In the industrial market, the vacancy rate increased to 7.3 per cent in the first quarter from 4.2 per cent during the same period last year and seven per cent in the fourth quarter of 2015.
Kwong also noted sublease space is at an all-time high as a percentage of overall vacant space and more vacant space is expected to come.
A report by Barclay Street Real Estate confirmed as much, noting sublease space as 45 per cent of the overall total. That report predicted the vacancy rate could reach close to 24 per cent by 2018.
Coupling the vacancy problem is the expected addition of several new office towers to the skyline over the next two years, which will add an estimated several million square feet of new space to the inventory.
"It's the worst storm you could possibly have between no demand and just supply coming on," said Kwong.
A separate report by commercial real estate firm Cushman & Wakefield noted the overall vacancy rate over the first three months of 2016 jumped to 7.6 per cent from 4.3 per cent during the same time last year.
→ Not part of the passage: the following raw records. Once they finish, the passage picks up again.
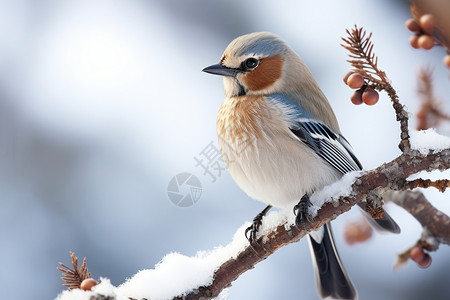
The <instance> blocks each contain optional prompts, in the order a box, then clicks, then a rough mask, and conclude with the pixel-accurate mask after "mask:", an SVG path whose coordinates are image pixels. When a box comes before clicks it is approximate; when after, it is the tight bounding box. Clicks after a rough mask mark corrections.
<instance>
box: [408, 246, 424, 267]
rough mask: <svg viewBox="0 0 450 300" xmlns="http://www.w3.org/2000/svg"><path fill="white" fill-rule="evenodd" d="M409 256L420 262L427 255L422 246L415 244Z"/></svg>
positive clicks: (417, 262) (415, 260)
mask: <svg viewBox="0 0 450 300" xmlns="http://www.w3.org/2000/svg"><path fill="white" fill-rule="evenodd" d="M409 256H410V257H411V259H412V260H413V261H415V262H416V263H419V261H421V260H422V259H423V258H424V257H425V252H424V251H423V249H422V247H419V246H415V247H413V248H412V249H411V252H410V253H409Z"/></svg>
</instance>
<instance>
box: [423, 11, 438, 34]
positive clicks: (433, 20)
mask: <svg viewBox="0 0 450 300" xmlns="http://www.w3.org/2000/svg"><path fill="white" fill-rule="evenodd" d="M419 24H420V27H421V28H422V30H423V31H425V32H426V33H431V31H432V30H433V28H434V26H436V20H435V19H434V17H433V15H430V14H426V15H423V16H421V17H420V19H419Z"/></svg>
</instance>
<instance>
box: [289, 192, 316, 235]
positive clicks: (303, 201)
mask: <svg viewBox="0 0 450 300" xmlns="http://www.w3.org/2000/svg"><path fill="white" fill-rule="evenodd" d="M311 205H312V204H311V202H310V201H309V197H308V195H306V194H305V195H304V196H303V197H302V198H301V199H300V202H299V203H298V204H297V205H295V206H294V209H293V210H294V215H295V227H296V228H297V229H298V230H300V225H301V226H302V227H303V229H305V230H306V231H308V232H309V229H308V227H307V226H306V221H308V222H309V223H313V221H314V220H313V219H312V218H311V216H310V215H309V214H308V208H309V207H310V206H311Z"/></svg>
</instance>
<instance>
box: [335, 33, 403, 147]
mask: <svg viewBox="0 0 450 300" xmlns="http://www.w3.org/2000/svg"><path fill="white" fill-rule="evenodd" d="M346 31H347V34H348V37H347V38H342V40H343V41H344V43H345V44H341V46H342V47H344V48H345V49H347V50H348V51H350V54H349V57H350V58H351V59H350V60H347V61H348V62H349V63H350V64H351V65H352V67H353V69H354V71H355V72H356V73H359V74H361V76H363V77H364V78H365V80H367V81H368V82H369V83H371V84H368V86H370V87H372V88H374V89H376V90H379V91H383V90H384V91H385V92H386V93H387V94H388V95H389V98H391V102H392V106H393V108H394V110H395V114H396V116H397V121H399V122H400V130H401V133H400V138H401V141H400V144H399V148H400V150H401V151H402V152H408V151H409V150H410V149H411V143H410V141H409V129H408V121H409V116H408V112H407V111H406V110H405V108H404V107H403V105H402V104H401V103H400V101H399V99H398V95H397V92H396V90H395V89H394V88H393V87H392V85H391V83H390V80H389V79H388V77H387V76H386V73H384V72H383V71H381V70H380V69H378V57H377V56H376V55H375V53H373V43H372V41H371V40H370V38H371V37H372V33H370V34H369V35H368V36H366V31H365V30H364V29H363V28H362V27H361V28H358V26H356V25H355V28H353V29H352V30H349V29H346Z"/></svg>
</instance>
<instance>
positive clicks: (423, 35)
mask: <svg viewBox="0 0 450 300" xmlns="http://www.w3.org/2000/svg"><path fill="white" fill-rule="evenodd" d="M405 25H406V28H408V30H409V31H412V32H414V34H413V35H412V36H411V37H410V38H409V43H410V44H411V46H412V47H413V48H415V49H419V48H422V49H426V50H429V49H431V48H433V47H434V45H435V41H434V37H433V34H432V32H433V28H434V27H435V26H436V21H435V19H434V17H433V15H430V14H426V15H423V16H421V17H420V19H419V20H418V21H416V20H415V19H408V20H406V22H405Z"/></svg>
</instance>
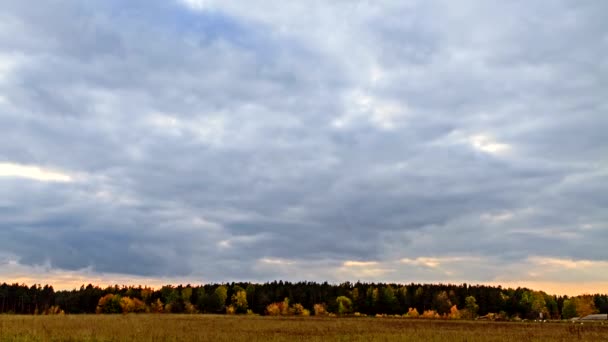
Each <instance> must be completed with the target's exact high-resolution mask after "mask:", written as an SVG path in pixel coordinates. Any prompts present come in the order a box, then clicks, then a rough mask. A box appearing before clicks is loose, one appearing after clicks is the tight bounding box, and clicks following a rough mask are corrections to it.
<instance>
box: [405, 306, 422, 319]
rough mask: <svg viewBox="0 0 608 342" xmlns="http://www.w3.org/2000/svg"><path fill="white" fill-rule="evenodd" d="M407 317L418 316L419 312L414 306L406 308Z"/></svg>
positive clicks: (412, 317)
Brent Johannesen, vice-president of industrial sales and leasing for the company, similarly attributed the rising vacancy rate to the downturn, as well as new construction – primarily in the large-format distribution properties.
"Service and manufacturing sectors have seen the largest ratio of sublease product come to market," said Johannesen, adding that, due to the lack of new construction, the overall vacancy rate is near its projected peak and expected to trend downward toward the end of the year.
In the first quarter of the year, net absorption – which is the change in occupied space – was a negative 992,992 square feet. A year ago, it was a positive 477,738 square feet.
The average asking rent has also dropped to $9.43 per square foot this past quarter, compared to $9.96 last year.